RFDiffusion is a new method for protein design that leverages the power of denoising diffusion probabilistic models (DDPMs) to generate protein sequences and protein structures. This approach represents a significant advance in the field of protein design, as it allows for the design of complex protein architectures and functions from simple molecular specifications.
Figure 1: RFDiffusion transforms a randomly sampled point cloud of atoms into a protein structure.
Architecture and Training
RFDiffusion is based on the earlier RosettaFold (RF) architecture, similar to AlphaFold2. The authors initialize the diffusion model with the same architecture and trained weights as RosettaFold and fine-tune the model according to a diffusion modeling objective.

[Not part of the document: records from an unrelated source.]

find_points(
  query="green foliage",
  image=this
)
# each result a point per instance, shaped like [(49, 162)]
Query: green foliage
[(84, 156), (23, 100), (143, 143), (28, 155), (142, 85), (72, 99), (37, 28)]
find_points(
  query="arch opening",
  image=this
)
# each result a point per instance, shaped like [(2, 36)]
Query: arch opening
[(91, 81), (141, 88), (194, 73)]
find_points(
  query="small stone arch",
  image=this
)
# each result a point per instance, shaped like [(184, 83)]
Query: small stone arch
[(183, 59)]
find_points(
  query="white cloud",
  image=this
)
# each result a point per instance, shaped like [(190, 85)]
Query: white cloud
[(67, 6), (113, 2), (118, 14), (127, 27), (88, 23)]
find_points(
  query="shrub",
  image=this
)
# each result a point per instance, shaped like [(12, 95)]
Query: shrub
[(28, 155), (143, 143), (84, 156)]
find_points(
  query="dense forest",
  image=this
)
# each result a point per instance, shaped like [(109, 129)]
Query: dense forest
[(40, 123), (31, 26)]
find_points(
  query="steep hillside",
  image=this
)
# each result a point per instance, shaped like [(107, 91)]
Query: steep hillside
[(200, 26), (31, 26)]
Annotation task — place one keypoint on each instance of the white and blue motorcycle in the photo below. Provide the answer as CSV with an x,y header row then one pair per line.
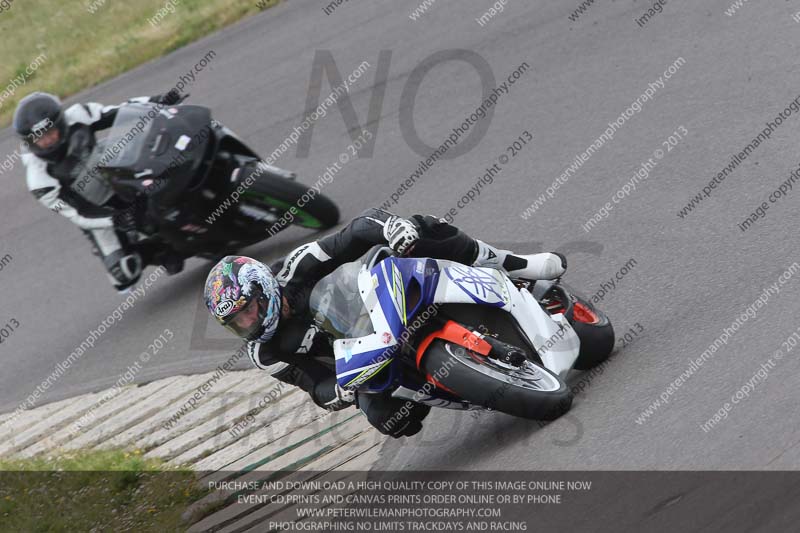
x,y
448,335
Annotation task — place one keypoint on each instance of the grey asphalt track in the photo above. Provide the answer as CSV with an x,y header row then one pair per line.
x,y
693,276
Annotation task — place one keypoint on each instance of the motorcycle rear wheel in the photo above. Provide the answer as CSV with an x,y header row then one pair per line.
x,y
530,391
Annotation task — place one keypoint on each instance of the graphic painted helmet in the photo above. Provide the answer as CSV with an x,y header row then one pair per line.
x,y
39,120
243,295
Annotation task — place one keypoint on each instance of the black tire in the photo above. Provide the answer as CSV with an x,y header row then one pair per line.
x,y
462,371
279,195
597,340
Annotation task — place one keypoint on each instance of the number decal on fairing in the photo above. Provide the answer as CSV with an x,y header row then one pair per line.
x,y
479,285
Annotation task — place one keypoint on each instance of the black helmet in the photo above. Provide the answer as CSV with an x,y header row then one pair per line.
x,y
37,114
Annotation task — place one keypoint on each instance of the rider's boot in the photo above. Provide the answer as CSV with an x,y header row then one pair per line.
x,y
548,265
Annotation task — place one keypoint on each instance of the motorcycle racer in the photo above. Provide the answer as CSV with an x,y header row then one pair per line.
x,y
57,142
269,307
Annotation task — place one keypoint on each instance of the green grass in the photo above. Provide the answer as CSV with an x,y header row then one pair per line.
x,y
82,49
94,491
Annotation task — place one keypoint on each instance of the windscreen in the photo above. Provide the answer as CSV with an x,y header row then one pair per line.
x,y
337,306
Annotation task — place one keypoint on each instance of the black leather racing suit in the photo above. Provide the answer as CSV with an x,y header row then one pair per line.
x,y
293,354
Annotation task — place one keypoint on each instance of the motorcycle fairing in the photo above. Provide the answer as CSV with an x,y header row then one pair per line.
x,y
384,292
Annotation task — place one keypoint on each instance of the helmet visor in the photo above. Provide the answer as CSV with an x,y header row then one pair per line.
x,y
248,322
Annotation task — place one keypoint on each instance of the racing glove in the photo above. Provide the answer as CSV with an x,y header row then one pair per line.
x,y
343,398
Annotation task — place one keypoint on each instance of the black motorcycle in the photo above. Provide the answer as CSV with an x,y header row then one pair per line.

In contrast to RosettaFold, RFDiffusion can generate a diverse distribution of protein structures, rather than a single point estimate of protein structure.

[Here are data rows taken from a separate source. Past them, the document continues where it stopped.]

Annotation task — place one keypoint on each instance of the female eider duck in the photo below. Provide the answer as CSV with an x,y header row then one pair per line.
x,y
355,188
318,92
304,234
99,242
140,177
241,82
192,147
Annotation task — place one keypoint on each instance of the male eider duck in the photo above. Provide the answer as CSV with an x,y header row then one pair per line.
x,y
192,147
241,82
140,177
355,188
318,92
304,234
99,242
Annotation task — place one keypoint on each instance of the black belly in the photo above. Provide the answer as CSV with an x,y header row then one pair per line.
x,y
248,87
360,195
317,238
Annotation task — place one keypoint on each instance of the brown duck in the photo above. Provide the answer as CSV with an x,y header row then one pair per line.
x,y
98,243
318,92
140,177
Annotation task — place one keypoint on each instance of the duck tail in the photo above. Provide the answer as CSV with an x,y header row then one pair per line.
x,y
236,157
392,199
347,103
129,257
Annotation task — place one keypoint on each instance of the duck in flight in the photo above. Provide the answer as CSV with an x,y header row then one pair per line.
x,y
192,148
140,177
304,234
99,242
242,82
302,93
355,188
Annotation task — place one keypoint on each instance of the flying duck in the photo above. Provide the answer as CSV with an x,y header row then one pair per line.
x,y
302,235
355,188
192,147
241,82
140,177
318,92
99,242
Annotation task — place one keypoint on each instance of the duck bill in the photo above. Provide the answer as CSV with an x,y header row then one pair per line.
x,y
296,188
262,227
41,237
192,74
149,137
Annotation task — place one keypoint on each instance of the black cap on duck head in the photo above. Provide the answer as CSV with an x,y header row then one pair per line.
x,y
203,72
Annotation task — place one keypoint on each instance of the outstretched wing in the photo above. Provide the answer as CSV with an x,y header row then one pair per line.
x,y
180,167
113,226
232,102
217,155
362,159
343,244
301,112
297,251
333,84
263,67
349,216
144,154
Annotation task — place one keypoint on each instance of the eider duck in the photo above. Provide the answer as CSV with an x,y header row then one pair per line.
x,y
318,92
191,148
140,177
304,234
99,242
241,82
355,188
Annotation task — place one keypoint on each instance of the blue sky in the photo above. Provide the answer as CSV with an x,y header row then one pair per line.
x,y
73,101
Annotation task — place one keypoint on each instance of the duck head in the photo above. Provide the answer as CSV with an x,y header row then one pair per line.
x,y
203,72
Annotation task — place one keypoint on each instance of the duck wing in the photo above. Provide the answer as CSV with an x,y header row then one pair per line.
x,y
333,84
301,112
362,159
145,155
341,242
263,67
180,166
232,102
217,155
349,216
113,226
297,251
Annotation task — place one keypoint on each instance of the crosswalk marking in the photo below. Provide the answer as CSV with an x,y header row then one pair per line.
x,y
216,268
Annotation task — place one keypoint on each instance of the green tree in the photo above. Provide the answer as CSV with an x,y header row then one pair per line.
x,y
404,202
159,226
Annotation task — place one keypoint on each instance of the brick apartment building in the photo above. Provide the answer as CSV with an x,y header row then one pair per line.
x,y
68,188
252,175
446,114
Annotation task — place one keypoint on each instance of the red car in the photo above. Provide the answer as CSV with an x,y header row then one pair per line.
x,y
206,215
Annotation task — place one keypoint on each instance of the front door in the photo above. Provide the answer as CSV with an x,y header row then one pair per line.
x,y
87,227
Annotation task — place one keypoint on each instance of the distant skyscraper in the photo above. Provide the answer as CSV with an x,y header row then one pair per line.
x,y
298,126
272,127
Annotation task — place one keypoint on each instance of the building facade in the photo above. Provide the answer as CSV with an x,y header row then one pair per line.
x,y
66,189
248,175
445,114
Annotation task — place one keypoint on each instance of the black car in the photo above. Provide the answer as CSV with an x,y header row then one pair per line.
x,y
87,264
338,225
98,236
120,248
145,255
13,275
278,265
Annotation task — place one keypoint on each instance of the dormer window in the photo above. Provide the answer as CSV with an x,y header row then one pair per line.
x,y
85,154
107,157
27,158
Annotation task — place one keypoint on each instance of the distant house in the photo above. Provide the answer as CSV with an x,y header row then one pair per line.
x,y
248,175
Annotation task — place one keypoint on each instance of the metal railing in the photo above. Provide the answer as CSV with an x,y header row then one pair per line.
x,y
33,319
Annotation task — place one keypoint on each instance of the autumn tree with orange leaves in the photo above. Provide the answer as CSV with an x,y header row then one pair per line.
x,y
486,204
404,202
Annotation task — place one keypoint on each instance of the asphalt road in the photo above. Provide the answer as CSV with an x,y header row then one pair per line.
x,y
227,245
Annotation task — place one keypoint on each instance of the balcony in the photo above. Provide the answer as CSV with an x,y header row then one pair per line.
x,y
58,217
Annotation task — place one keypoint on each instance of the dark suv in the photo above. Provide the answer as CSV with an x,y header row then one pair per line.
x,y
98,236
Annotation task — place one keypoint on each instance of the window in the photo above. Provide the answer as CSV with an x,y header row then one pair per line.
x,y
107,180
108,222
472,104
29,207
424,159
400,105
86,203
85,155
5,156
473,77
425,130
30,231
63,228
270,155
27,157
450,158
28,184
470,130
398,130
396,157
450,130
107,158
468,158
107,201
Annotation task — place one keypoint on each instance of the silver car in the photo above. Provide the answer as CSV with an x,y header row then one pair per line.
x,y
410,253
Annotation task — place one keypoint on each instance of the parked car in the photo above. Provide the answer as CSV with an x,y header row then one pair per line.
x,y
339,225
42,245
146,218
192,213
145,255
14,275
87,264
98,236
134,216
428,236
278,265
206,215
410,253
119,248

This diffusion model has the flexibility of being able to be conditioned on any combination of sequence, secondary structure, or fold, and can generate a range of plausible structures.

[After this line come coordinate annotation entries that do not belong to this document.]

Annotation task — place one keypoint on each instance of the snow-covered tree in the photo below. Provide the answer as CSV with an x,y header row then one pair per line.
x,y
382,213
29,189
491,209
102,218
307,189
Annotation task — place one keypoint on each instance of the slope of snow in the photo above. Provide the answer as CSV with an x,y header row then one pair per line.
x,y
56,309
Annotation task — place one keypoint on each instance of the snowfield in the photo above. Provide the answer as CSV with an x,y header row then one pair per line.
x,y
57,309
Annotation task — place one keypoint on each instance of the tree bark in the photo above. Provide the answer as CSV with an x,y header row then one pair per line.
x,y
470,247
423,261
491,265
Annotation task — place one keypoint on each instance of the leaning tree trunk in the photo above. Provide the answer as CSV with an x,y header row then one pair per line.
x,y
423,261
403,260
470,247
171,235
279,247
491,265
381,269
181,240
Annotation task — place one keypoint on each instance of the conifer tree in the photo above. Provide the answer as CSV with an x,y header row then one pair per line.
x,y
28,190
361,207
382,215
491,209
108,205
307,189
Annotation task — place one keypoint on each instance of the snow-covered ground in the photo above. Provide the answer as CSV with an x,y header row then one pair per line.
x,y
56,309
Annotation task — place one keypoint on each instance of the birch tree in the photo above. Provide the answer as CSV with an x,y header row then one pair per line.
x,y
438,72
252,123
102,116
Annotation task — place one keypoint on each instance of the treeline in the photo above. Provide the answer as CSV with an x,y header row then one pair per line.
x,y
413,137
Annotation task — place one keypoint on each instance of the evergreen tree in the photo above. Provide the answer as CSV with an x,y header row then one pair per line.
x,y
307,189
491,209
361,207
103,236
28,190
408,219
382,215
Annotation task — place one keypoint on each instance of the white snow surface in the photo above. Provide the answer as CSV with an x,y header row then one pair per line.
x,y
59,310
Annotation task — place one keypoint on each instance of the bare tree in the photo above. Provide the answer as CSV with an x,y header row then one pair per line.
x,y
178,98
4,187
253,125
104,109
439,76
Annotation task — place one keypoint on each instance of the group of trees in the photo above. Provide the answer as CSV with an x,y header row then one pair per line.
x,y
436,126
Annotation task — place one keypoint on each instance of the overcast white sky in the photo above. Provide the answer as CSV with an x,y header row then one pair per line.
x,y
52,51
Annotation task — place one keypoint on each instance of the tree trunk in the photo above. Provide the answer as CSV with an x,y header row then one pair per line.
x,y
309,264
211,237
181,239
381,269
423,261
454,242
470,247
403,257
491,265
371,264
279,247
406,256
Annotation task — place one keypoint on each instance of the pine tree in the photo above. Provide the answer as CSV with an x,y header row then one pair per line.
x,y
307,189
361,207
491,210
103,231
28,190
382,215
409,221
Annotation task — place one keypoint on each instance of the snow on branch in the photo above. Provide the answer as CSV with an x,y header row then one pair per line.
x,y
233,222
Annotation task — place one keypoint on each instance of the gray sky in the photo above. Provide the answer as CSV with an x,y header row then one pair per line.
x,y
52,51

After using RFDiffusion to generate a structure, the authors use the previously-released ProteinMPNN to design a sequence consistent with the designed structure.
In their paper, the authors demonstrate the power and generality of their method by using it to design a range of protein architectures and functions, including monomers, binders, symmetric oligomers, enzyme active sites, and symmetric motifs. Remarkably, RFDiffusion successfully designs protein complexes with symmetries not previously observed in nature.
Figure 2: Example of a natural viral protein complex adopting an icosahedral symmetry. RFDiffusion was used to design proteins with previously unobserved symmetries..
The use of DDPMs for protein design represents a major advance in the field, and the RFDiffusion method is a promising approach for the design of complex protein architectures and functions.